Grimly, he relayed the GPS coordinates indicating where Brock had fallen into the canyon. “You’ll need to set the chopper down on the road. It’s the only place to land,” he said. “Get some guys to climb down, you’ll find where he broke through brush and rolled over the edge. You’re going to need ropes carabineers—full gear. I’ll try to get out there as soon as I can get my bird landed,” he lied.
By the time he signed off, the emergency chopper’s rotors were spinning back at the helipad. The helo would be airborne and squatting smack in the middle o
f that exit road within minutes, followed hot quickly by ground ambulance and EMT personnel.
“If the Morans turn back now,” he told his dad, “The road will be blocked.” With people who can help Muirinn.
He flew low, following the course of the slow, meandering river in the eastern drainage, until his father pointed. “There! That’s the cabin. Down there in that grove of alders.”
Jett began scanning farther along the river for a place to set his craft down.
Crouching in the dense alder and willow brush that surrounded the log cabin, Jett and his father waited for the vehicles to arrive. Between them they had a rifle, shotgun, two hunting knives, a can of bear spray, and several bear bangers—explosive cartridges that screwed onto pencil flares.
The minutes ticked by slowly. Rain began to come down heavily, and the sky grew dark and low with thunderclouds. The air felt hot, electric, in spite of the wind that rustled the tops of the conifers in the surrounding forest.

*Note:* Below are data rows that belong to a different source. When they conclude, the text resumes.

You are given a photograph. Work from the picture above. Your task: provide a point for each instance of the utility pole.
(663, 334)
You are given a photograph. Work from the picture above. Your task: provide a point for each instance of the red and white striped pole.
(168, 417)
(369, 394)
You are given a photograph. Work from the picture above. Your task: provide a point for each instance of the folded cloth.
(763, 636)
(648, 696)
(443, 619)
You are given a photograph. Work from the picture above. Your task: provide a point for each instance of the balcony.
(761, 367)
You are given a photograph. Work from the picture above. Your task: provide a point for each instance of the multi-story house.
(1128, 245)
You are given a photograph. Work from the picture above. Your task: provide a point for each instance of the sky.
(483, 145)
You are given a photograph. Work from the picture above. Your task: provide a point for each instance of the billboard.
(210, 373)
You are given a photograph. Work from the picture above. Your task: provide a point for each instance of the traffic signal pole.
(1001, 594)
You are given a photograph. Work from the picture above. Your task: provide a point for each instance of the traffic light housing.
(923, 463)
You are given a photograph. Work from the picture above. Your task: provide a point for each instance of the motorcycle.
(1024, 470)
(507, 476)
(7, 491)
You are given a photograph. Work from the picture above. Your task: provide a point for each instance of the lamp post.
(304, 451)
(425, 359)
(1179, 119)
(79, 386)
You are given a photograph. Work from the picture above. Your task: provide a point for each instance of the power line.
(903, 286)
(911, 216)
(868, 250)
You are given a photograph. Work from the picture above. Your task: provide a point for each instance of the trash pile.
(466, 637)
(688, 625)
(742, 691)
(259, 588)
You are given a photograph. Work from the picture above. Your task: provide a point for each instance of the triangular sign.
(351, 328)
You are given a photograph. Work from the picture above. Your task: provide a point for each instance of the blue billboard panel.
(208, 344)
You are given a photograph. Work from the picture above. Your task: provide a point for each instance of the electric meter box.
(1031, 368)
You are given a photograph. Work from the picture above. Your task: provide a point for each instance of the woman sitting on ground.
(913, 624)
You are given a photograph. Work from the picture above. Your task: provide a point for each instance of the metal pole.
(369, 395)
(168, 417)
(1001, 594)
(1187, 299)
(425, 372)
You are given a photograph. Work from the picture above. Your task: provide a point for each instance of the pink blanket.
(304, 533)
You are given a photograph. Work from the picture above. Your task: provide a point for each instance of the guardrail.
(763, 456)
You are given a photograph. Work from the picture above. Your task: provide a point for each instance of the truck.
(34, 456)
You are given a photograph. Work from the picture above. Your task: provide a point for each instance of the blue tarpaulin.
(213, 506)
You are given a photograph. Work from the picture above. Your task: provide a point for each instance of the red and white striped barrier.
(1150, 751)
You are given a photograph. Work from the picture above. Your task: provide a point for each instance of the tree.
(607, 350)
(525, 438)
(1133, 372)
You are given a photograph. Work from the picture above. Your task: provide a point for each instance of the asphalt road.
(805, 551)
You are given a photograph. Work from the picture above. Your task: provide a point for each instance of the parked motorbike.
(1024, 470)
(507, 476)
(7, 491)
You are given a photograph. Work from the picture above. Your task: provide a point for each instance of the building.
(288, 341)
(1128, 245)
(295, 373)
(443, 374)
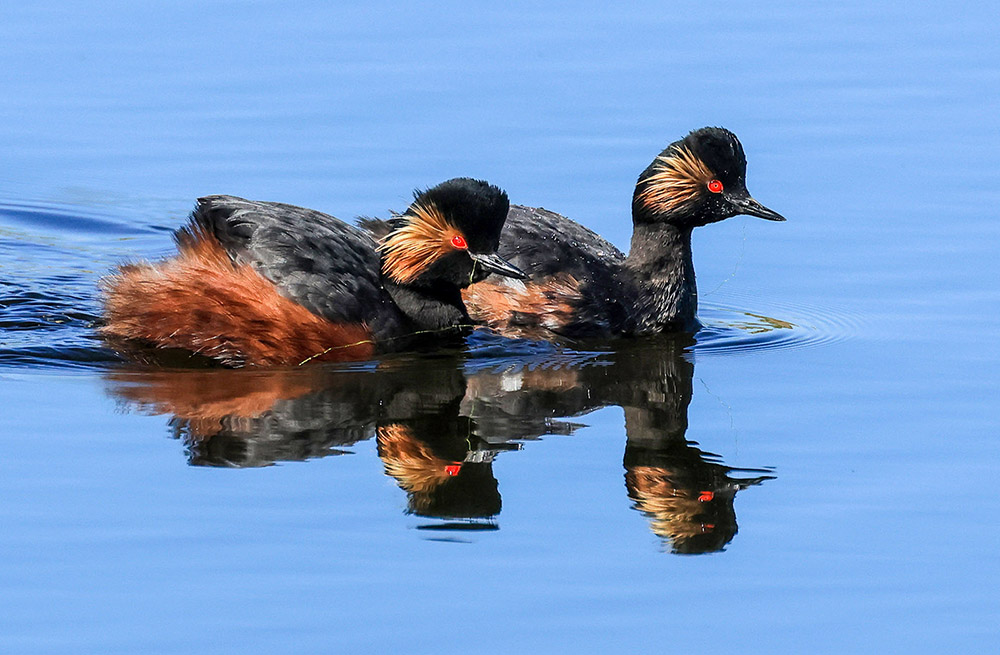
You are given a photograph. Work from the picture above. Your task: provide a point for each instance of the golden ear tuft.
(678, 180)
(409, 250)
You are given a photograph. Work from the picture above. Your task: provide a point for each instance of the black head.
(698, 180)
(449, 233)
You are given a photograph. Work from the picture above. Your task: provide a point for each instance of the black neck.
(660, 260)
(430, 307)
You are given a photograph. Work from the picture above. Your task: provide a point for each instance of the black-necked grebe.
(582, 286)
(269, 284)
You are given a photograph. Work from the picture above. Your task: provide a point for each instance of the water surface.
(812, 472)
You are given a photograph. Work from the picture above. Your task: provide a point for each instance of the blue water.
(814, 473)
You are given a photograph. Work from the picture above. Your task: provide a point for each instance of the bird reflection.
(439, 423)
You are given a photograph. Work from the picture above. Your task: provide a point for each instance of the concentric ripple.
(741, 327)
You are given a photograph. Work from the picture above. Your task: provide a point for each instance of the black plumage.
(263, 283)
(582, 286)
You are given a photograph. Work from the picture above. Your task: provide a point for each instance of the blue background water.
(872, 126)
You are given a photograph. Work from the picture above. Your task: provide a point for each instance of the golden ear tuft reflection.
(438, 427)
(411, 462)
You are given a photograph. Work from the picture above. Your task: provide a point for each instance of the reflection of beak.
(494, 263)
(750, 207)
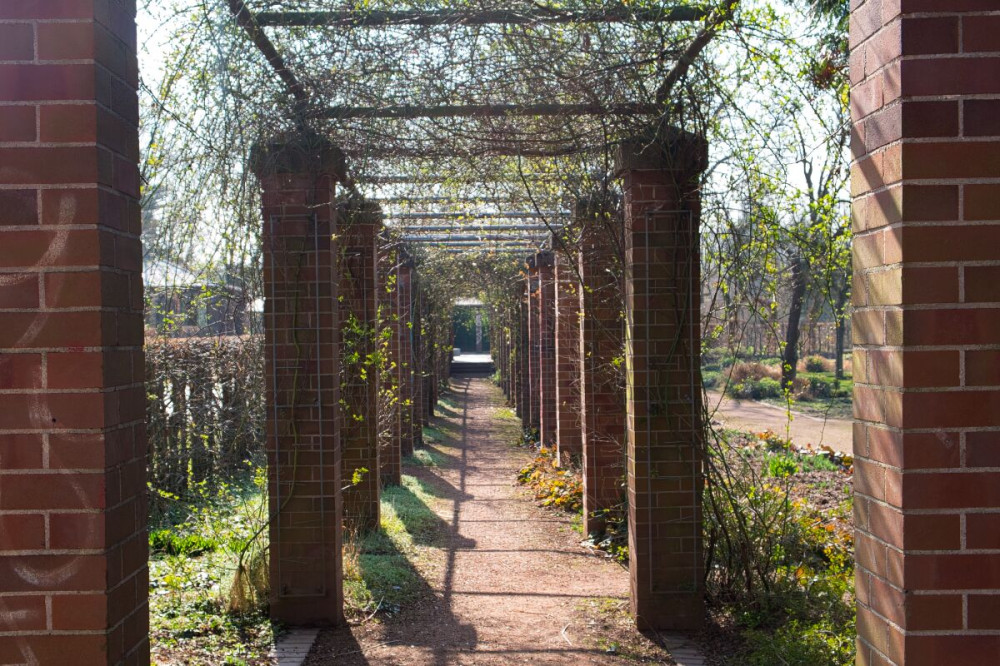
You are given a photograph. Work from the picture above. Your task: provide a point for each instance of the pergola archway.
(72, 508)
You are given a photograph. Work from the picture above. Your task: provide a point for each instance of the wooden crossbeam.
(410, 112)
(525, 16)
(450, 239)
(443, 228)
(502, 215)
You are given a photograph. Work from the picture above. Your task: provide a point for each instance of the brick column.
(926, 188)
(73, 545)
(567, 356)
(602, 331)
(534, 348)
(358, 270)
(663, 387)
(390, 461)
(302, 358)
(547, 347)
(524, 355)
(416, 328)
(404, 341)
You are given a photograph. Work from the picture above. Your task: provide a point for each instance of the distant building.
(182, 303)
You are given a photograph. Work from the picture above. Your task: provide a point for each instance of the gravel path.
(803, 428)
(509, 584)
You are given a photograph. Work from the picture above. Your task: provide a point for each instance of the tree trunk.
(841, 319)
(790, 358)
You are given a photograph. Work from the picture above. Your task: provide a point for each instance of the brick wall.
(534, 347)
(403, 336)
(73, 547)
(358, 257)
(926, 189)
(567, 357)
(417, 370)
(524, 355)
(663, 388)
(601, 340)
(546, 347)
(298, 176)
(390, 460)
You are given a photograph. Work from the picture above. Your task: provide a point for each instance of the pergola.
(538, 325)
(73, 542)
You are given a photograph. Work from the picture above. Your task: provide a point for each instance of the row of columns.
(345, 370)
(73, 516)
(605, 360)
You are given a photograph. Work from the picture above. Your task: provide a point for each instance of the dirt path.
(804, 428)
(511, 581)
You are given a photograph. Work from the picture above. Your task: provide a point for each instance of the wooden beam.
(245, 19)
(526, 16)
(502, 215)
(411, 111)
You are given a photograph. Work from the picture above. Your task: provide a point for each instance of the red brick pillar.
(567, 357)
(534, 347)
(547, 347)
(418, 364)
(73, 546)
(602, 334)
(524, 355)
(404, 340)
(926, 108)
(513, 331)
(358, 271)
(663, 387)
(390, 460)
(302, 358)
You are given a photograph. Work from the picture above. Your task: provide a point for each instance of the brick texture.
(567, 355)
(524, 354)
(358, 258)
(404, 345)
(663, 383)
(601, 341)
(926, 256)
(390, 459)
(534, 392)
(299, 176)
(73, 508)
(546, 348)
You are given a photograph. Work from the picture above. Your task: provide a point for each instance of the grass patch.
(782, 551)
(506, 414)
(379, 571)
(425, 457)
(195, 545)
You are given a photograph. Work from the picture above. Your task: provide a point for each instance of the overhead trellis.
(480, 100)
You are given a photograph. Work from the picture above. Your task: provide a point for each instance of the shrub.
(168, 542)
(803, 644)
(710, 378)
(781, 466)
(755, 389)
(818, 364)
(558, 487)
(756, 371)
(204, 410)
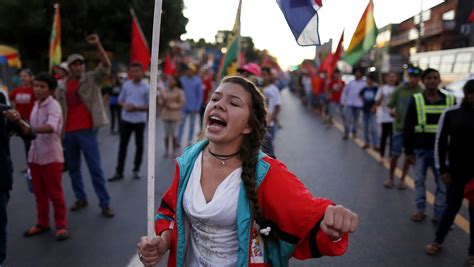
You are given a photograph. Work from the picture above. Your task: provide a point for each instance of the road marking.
(135, 262)
(460, 221)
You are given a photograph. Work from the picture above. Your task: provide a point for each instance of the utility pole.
(421, 29)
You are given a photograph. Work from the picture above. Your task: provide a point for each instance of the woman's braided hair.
(252, 142)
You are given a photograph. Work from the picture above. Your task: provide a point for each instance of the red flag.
(139, 51)
(169, 66)
(326, 64)
(336, 56)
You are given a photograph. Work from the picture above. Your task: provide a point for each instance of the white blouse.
(213, 225)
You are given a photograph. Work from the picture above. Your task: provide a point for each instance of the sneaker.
(402, 186)
(79, 205)
(35, 230)
(418, 217)
(116, 177)
(62, 234)
(107, 212)
(388, 184)
(136, 176)
(435, 220)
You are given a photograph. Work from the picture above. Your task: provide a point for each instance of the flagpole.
(152, 120)
(239, 46)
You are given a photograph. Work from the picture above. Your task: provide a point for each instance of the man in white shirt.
(273, 99)
(353, 102)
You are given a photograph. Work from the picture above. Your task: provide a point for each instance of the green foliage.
(26, 25)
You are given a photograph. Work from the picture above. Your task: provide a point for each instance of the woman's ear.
(247, 129)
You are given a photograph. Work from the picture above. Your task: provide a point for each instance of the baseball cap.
(74, 57)
(414, 71)
(62, 66)
(251, 68)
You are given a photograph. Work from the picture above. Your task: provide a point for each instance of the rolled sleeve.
(100, 73)
(54, 120)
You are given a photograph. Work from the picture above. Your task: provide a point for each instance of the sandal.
(35, 230)
(62, 234)
(433, 248)
(402, 186)
(418, 217)
(470, 261)
(388, 184)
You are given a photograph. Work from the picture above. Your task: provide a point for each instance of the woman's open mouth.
(216, 123)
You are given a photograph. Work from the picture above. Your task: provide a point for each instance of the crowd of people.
(415, 118)
(57, 117)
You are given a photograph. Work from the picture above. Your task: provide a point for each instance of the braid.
(249, 179)
(252, 144)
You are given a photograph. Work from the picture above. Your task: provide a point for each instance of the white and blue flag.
(302, 17)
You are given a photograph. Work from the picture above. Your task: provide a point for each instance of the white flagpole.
(155, 45)
(239, 45)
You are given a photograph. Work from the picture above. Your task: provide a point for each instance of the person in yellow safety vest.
(421, 123)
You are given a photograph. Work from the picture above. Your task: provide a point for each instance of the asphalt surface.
(328, 166)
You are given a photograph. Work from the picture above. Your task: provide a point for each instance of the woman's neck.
(224, 149)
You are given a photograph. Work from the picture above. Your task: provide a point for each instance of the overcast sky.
(264, 22)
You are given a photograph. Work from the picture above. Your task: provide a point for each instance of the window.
(449, 15)
(447, 62)
(423, 63)
(463, 62)
(434, 62)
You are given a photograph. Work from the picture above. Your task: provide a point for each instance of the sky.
(264, 22)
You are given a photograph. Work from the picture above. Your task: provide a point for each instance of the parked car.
(455, 88)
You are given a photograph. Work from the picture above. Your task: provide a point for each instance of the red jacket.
(293, 213)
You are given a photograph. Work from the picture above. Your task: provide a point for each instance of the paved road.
(328, 166)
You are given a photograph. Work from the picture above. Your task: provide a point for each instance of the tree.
(26, 24)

Suddenly, a plume of dust rose above the bush in the distance, and Gus’s truck appeared. It pulled up in front the cabin and Kate Lonsdale jumped out. Face flushed, she rushed to the cabin door, hurriedly fumbling with keys to open it. She had a rifle slung over her shoulder.
Jett’s pulse quickened. He placed his hand on his dad’s arm, cautioning him to hold their position until the van arrived. “Wait until the driver gets out,” Jett whispered. “Or we might risk them bolting. We’ll never make it back to the plane in time, and we could lose her.” His dad nodded, eyes fixed on Mayor Lonsdale opening the door.
Jett scanned the layout of the clearing, unsure of his plan. He wanted to get Muirinn away from them before they could get her inside the cabin, where they would be able to hole up with weapons.
A second plume of dust rose above the bush, blowing like spindrift in the increasing wind as the van approached.
Treetops were now beginning to sway with a soft hiss and warm rain made his shirt cling to his body. Jett could sense the air pressure changing, too, a feeling of electricity in the air. They needed to hurry, or they might not be able to get the plane out again if the storm brought lightning.